Jorge Lorenzo alla conquista della L(ag)una

Rossi mantiene le promesse di podio beffando Dovizioso nel finale

di Mara Guarino

La partenza fulminante di Dani Pedrosa

Laguna Seca – La pista californiana è una di quelle più spettacolari da vedere e da guidare ma questa volta la gara non è all’altezza: a trionfare è infatti per l’ennesima volta Jorge Lorenzo, ormai diventato un habitué del gradino più alto del podio.  Complice la caduta di un Pedrosa fin troppo arrembante, Lorenzo si trova nuovamente a raggiungere il traguardo in completa solitudine. Senza che nulla o nessuno lo abbia impensierito. Ad accendere la corsa nel finale ci pensa però Rossi, che rimonta Dovizioso e torna nelle posizioni che contano dopo l’infortunio.

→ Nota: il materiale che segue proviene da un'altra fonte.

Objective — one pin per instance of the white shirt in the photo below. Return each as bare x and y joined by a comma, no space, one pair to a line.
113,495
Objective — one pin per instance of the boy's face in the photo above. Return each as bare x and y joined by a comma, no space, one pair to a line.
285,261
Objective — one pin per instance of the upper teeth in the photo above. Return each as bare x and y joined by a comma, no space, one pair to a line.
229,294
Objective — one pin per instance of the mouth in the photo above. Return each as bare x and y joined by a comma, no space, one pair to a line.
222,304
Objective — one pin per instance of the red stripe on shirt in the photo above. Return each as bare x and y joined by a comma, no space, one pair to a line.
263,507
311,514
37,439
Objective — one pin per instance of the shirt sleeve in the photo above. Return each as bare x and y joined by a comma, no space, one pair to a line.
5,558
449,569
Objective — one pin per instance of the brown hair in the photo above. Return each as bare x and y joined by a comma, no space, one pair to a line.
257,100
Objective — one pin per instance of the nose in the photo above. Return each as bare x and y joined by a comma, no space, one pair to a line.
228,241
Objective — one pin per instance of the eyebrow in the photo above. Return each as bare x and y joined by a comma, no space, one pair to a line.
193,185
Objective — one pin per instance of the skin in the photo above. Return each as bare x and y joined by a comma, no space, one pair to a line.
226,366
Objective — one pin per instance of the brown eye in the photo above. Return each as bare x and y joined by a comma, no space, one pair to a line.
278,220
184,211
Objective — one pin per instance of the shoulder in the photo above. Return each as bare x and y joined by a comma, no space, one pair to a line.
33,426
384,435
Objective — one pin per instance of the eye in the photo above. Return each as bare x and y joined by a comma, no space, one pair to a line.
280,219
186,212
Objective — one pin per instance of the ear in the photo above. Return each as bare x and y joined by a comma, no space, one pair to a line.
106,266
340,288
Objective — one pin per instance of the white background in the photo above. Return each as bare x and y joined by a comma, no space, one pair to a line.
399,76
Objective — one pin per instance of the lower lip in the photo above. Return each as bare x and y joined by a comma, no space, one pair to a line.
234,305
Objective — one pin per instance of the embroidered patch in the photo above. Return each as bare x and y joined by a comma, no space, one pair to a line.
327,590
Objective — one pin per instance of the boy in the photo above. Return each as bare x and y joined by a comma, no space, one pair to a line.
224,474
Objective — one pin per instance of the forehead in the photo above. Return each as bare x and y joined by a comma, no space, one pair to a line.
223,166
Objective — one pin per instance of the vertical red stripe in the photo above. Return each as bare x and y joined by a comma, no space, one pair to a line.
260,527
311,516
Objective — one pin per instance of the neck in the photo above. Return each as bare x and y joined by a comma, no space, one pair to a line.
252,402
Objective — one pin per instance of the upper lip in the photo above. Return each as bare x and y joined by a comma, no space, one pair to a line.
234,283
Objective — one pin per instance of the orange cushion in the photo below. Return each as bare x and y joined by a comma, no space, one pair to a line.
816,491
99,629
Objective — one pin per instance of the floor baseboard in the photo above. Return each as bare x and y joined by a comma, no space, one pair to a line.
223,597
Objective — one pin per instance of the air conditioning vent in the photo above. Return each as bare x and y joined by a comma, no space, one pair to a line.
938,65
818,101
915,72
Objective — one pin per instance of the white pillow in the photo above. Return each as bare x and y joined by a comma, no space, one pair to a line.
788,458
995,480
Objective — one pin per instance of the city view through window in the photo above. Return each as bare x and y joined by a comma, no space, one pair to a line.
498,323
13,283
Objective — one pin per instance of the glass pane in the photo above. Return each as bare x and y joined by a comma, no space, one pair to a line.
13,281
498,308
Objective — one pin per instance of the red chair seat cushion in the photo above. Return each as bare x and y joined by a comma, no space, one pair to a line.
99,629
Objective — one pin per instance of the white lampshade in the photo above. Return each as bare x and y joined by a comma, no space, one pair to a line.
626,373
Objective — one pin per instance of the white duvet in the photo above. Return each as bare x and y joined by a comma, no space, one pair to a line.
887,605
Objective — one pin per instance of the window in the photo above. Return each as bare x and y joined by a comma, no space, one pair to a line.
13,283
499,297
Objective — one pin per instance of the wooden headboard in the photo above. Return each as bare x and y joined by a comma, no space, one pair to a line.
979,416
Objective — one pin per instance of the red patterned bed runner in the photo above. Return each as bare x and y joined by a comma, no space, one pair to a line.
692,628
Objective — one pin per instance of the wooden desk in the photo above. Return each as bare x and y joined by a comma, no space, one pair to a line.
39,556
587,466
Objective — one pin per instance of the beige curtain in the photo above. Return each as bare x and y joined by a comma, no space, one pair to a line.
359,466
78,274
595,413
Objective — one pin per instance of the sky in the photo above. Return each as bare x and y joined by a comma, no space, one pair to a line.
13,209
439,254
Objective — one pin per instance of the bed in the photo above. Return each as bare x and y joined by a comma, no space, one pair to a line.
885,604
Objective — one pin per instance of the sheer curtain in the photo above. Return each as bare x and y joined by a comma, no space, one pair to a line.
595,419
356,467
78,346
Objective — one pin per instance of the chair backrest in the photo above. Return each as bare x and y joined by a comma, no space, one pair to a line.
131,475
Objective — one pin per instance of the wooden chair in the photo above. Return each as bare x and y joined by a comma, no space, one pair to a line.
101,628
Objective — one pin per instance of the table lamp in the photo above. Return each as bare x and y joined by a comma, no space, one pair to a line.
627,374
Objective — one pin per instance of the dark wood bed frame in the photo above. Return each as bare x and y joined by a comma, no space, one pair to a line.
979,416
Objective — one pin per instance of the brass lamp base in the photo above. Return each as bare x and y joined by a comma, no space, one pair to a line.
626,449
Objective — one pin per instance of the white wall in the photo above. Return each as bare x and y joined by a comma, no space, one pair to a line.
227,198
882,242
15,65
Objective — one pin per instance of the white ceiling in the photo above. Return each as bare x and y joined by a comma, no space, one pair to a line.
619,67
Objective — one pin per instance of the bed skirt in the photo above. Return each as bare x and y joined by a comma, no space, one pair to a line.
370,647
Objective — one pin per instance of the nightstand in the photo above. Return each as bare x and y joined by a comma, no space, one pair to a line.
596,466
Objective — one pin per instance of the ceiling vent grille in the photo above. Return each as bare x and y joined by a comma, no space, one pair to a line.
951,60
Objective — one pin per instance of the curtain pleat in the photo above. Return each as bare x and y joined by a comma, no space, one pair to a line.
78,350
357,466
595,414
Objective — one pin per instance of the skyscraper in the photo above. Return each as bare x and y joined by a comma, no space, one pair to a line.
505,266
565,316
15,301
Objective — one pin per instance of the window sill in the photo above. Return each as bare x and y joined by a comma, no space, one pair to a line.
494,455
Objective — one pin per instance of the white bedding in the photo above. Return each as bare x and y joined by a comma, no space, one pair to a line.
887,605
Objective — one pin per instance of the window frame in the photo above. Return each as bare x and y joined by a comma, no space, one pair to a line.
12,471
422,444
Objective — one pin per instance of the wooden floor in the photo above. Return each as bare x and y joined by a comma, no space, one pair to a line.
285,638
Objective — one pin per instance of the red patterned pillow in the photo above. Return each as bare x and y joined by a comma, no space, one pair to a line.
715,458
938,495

LA GARA – Anche la partenza sa di già visto: Pedrosa mette in scena uno dei suoi guizzi vincenti, mentre Lorenzo conferma di avere il suo tallone d’Achille proprio nello scatto dal via. Lo spagnolo della Yamaha, partito dalla pole, scivola addirittura in quinta posizione ed è costretto, sin dai primissimi giri, a sfoderare sorpassi nei confronti di Spies e Dovizioso. Più difficile è replicare con Stoner, secondo: l’australiano lamenta  però ulteriori problemi con l’anteriore e, dopo una curva mal impostata, deve lasciare il passo al maiorchino. L’obiettivo è il recupero su Pedrosa, che, nel frattempo, ha già messo da parte circa 8 decimi di margine. Lorenzo non è nettamente più veloce ma dà l’impressione di poter rosicchiare decimo su decimo il vantaggio del connazionale. Come sarebbe andata a finire non lo sapremo mai: Dani è troppo tirato e perde l’anteriore dopo aver centrato una buca in ingresso curva. Al decimo giro la sua gara si conclude nella sabbia di Laguna Seca. Finisce così anche il divertimento degli spettatori. Nella parte centrale la corsa si addormenta, con le posizioni dei primi tre, Lorenzo, Stoner e Dovizioso, che paiono ormai cristallizzate. Ma a metterci lo zampino è proprio l’italiano, che si fa recuperare da Rossi il margine accumulato. Andrea prova quantomeno a  dar vita ad un corpo a corpo per mantenere la posizione ma il Dottore ne ha di più e, prima lo supera con una certa facilità, poi chiude ogni possibilità di replica. Peccato che Spies non sia riuscito ad essere della partita, a causa di qualche errorino di troppo mentre era ancora in lotta per la terza piazza. Alla fine chiuderà sesto.

Rossi in pista con la speciale livrea della M1

MERCATO Si vociferava da tempo che proprio qui in California Rossi avrebbe dato l’annuncio del suo passaggio in Ducati. Nulla di fatto e tutto rinviato al prossimo appuntamento, il 15 Agosto, a Brno. Se quella del matrimonio Rossi-Ducati è la notizia più attesa, il toto-piloti impazza anche in molti altri team. In casa Honda, bisogna ancora capire chi farà posto a Stoner. Salgono a questo punto le quotazioni di Pedrosa che, dalla sua, ha anche lo sponsor Repsol; molto probabilmente, Dovizioso verrà dirottato in una scuderia satellite.  Anche per gli altri italiani il futuro sembra incerto: Capirossi dovrebbe  tornare in Ducati grazie alla Pramac, mentre per Melandri si ipotizza addirittura un possibile passaggio in Superbike. In ogni caso, un augurio per delle migliori prestazioni, dopo il decimo e ottavo posto di oggi.